For many people, the Buddha’s teaching about “not-self” (anatta) feels like an assault on themselves. In fact, it’s the jailer come to unlock their cell door. Tagore, the Nobel poet laureate wrote:
He whom I enclose with my name is weeping in this dungeon. I am ever busy
building this wall all around; and as this wall goes up into the sky day by
day I lose sight of my true being in its dark shadow.
I take pride in this great wall, and I plaster it with dust and sand lest a
least hole should be left in this name; and for all the care I take I lose
sight of my true being.
This wall contains the cause of all unhappiness, and there is no freedom within it. Still, we resist anything that could knock an opening into it, like the idea that no thing exists separate from everything else, or endures without change – including us. We are dependent on rain and sun and plants and animals and other people and their machines and labor to eat, have shelter, move around and do our work. And of course we change.
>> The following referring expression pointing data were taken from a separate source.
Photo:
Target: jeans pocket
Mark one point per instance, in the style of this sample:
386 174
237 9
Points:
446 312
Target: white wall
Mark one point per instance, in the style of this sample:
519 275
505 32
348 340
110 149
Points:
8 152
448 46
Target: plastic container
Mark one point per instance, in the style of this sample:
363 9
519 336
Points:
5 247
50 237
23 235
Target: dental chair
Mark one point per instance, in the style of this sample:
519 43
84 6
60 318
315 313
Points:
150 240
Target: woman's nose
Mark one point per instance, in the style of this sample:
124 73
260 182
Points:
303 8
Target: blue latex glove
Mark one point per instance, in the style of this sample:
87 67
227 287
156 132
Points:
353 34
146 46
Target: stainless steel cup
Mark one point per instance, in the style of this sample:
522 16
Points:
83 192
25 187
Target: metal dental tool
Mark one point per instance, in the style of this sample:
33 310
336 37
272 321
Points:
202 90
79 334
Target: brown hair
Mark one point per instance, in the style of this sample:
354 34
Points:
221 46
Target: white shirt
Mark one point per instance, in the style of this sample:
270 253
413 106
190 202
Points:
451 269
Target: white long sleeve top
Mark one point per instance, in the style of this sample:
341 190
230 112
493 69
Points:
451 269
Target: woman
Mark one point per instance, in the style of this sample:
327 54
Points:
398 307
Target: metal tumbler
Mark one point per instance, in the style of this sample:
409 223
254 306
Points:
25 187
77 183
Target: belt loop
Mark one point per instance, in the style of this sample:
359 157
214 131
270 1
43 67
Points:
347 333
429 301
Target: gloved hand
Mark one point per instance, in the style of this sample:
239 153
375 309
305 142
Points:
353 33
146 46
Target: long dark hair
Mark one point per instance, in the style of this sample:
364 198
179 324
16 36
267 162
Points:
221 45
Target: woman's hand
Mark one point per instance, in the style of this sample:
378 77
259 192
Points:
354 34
Hold a picture of yourself as a baby and look in the mirror.
We all really do have a concept of ourselves and without it we couldn’t function in society, because we need some understanding of our relationships to everyone else in order to interact with them. Where we really get into trouble, though, is coming to believe that this self-concept is a thing and that thing is us. That’s when we build the wall that Tagore wrote about.
It might help to think of this self-concept in terms of ego, because ego saturates all the details that go into what we think we are. Ego is what clings to whatever characteristics we feel we should have, and it causes that painful rip in our pride when we’re forced to think we might not actually be all that. Ego gives us that giddy pleasure of a compliment as well as the gloom when that glow wears off.
Every phenomenon, including ourselves, is a flow of events. Countless causes join in what we are being in any moment. This is hard to see because when we try to look, and then when we catch a glimpse of this, there’s usually a backlash of the self, a period of feeling unsettled and out of sorts. That’s when Tagore says we “plaster it with dust and sand” to make the wall impenetrable again. Clinging to our self-concept is the root cause of all our clinging, the ultimate source of all our dukkha.
Whenever we can accept ourselves just as we are, we get some peace from the miseries inflicted by our egos and from all the things it compels us to cling to. Letting go of our ideas of what we are or should be frees us from wanting to be anything. We just are. Totally free. And finally, ironically, seeing through the concept of our selves as a separate, enduring thing frees us to truly love ourselves.